Digital Twins and Artificial Intelligence in Heart Failure: The Premise and the Promise.

Mehra, M. R., Vukićević, M., & Isath, A. (2026). Digital Twins and Artificial Intelligence in Heart Failure: The Premise and the Promise.. Journal of Cardiac Failure.

Abstract

Heart failure care has advanced, yet outcomes remain inconsistent and clinical deterioration is still recognized too late. Traditional artificial intelligence has evolved from rule-based, predictive, to generative and generally operates at the population level. Thus, it cannot keep pace with the rapidly shifting physiologic states that define heart failure. Digital twin technology offers a decisive shift: a continuously calibrated, mechanistically grounded computational replica of an individual patient that integrates multimodal physiologic, imaging, clinical, molecular, and behavioral data.

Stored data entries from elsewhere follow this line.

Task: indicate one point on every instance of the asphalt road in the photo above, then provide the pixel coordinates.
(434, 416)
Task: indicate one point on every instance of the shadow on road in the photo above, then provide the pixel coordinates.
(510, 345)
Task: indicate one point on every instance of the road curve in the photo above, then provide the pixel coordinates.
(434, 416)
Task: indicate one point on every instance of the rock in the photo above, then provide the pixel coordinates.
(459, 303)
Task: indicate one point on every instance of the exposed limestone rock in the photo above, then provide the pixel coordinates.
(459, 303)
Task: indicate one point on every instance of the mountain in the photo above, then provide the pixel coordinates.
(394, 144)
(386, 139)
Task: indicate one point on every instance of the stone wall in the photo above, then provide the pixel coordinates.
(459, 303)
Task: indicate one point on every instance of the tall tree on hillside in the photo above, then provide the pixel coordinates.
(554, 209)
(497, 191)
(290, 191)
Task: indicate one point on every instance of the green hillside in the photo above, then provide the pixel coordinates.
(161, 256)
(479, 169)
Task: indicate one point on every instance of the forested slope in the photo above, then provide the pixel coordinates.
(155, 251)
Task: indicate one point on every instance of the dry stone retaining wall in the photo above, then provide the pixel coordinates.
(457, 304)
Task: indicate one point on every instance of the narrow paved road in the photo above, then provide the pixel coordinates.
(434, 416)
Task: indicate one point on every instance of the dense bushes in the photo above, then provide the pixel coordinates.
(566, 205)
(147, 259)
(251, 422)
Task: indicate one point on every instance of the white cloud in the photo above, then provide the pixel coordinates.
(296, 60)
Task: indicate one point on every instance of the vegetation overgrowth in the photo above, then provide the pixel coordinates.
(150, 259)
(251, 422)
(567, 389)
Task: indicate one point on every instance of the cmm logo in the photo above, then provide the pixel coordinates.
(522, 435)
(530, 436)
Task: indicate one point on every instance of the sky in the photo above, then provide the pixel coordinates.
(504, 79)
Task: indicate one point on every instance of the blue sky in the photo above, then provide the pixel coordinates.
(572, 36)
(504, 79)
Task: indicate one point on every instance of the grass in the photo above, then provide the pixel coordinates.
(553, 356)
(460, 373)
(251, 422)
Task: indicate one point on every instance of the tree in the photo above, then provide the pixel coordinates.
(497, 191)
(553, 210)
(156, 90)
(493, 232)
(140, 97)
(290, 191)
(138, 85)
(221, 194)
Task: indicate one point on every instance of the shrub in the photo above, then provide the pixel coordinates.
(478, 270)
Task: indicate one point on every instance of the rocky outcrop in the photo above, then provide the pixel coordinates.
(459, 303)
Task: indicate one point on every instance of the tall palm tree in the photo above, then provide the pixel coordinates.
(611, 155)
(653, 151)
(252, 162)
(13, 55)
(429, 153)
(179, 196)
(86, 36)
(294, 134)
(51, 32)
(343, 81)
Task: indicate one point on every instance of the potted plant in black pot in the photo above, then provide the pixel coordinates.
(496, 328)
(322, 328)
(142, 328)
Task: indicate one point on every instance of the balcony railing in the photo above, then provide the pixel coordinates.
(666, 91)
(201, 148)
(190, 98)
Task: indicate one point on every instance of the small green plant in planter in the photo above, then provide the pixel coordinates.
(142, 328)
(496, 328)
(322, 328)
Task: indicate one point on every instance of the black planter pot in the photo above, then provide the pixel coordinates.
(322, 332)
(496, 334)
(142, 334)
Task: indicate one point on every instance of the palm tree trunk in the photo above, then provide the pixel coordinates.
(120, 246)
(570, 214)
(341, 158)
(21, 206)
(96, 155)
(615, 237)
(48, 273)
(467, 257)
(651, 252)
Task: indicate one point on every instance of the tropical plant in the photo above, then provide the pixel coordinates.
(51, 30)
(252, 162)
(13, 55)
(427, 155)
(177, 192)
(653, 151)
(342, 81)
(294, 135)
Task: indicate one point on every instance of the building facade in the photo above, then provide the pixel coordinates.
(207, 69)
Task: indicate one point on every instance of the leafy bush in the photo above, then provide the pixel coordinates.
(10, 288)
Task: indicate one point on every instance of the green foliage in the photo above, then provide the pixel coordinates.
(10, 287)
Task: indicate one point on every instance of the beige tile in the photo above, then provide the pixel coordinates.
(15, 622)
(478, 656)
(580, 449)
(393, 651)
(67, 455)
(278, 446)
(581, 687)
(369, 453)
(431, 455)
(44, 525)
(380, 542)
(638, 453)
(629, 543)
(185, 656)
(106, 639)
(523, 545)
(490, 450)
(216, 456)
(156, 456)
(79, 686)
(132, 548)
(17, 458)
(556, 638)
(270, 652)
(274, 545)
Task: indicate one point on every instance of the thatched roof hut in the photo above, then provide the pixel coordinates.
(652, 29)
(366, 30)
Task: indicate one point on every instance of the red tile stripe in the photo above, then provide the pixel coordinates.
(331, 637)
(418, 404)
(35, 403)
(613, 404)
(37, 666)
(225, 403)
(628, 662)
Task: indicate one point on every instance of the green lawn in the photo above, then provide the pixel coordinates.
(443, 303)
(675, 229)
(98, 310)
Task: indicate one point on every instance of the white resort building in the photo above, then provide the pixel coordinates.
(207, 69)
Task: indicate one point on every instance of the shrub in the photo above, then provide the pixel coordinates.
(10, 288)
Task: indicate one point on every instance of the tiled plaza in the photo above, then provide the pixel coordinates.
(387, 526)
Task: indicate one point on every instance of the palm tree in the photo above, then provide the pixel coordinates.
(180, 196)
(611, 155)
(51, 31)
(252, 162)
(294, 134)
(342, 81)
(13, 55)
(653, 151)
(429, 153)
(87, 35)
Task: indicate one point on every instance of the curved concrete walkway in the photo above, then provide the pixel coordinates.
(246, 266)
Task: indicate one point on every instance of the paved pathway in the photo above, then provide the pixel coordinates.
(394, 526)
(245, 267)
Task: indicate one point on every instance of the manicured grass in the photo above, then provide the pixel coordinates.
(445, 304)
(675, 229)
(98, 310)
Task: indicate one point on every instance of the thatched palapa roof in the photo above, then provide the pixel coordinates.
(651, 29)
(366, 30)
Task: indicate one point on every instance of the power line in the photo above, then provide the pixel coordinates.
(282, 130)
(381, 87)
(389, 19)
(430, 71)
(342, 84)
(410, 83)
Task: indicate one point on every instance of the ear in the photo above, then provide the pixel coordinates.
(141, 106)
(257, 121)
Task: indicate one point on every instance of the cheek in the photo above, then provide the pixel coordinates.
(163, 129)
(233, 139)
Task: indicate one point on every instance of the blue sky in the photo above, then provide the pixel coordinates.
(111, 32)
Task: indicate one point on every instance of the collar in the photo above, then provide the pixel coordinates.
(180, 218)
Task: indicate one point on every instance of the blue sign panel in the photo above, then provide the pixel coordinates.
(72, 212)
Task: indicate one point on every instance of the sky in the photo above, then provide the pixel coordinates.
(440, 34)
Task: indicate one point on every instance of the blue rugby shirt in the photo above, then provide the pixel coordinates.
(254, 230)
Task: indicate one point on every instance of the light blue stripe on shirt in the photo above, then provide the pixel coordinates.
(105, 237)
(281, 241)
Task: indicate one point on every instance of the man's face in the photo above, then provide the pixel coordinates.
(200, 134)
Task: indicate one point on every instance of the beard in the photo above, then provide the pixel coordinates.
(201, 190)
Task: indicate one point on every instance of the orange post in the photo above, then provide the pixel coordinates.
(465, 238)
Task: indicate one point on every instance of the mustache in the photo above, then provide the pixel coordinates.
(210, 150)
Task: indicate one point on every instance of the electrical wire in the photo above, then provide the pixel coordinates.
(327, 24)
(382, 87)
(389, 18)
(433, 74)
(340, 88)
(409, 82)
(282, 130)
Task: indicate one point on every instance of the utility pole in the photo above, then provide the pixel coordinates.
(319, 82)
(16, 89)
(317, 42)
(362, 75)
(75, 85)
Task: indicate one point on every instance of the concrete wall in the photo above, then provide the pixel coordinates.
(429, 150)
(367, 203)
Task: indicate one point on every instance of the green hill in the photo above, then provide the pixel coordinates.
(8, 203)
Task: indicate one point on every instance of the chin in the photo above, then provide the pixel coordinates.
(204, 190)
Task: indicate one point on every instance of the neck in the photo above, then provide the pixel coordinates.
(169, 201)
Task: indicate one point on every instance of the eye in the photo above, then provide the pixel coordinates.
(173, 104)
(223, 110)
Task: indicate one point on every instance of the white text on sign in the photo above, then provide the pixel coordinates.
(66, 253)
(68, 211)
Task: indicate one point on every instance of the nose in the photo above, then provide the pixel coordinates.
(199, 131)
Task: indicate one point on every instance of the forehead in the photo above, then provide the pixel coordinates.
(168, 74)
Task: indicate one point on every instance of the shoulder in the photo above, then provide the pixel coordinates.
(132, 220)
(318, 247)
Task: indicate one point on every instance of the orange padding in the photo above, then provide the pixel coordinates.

Anchored in physics-informed models and paired with advanced artificial intelligence layers, the digital twin functions as a real-time simulator rather than a static predictor. It enables 4 transformative applications: early physiologic instability forecasting, virtual comparator control arms for pragmatic trials, mechanism-anchored phenotyping, and system-level resource optimization. If built with rigor, equity, and transparent validation, digital twins can transition heart failure care from reactive management to anticipatory, individualized, and mechanistically informed decision-making, bringing long-sought precision to this complex syndrome. Yet, this staged translation will require responsible, evidence-based implementation and precise recognition of limitations.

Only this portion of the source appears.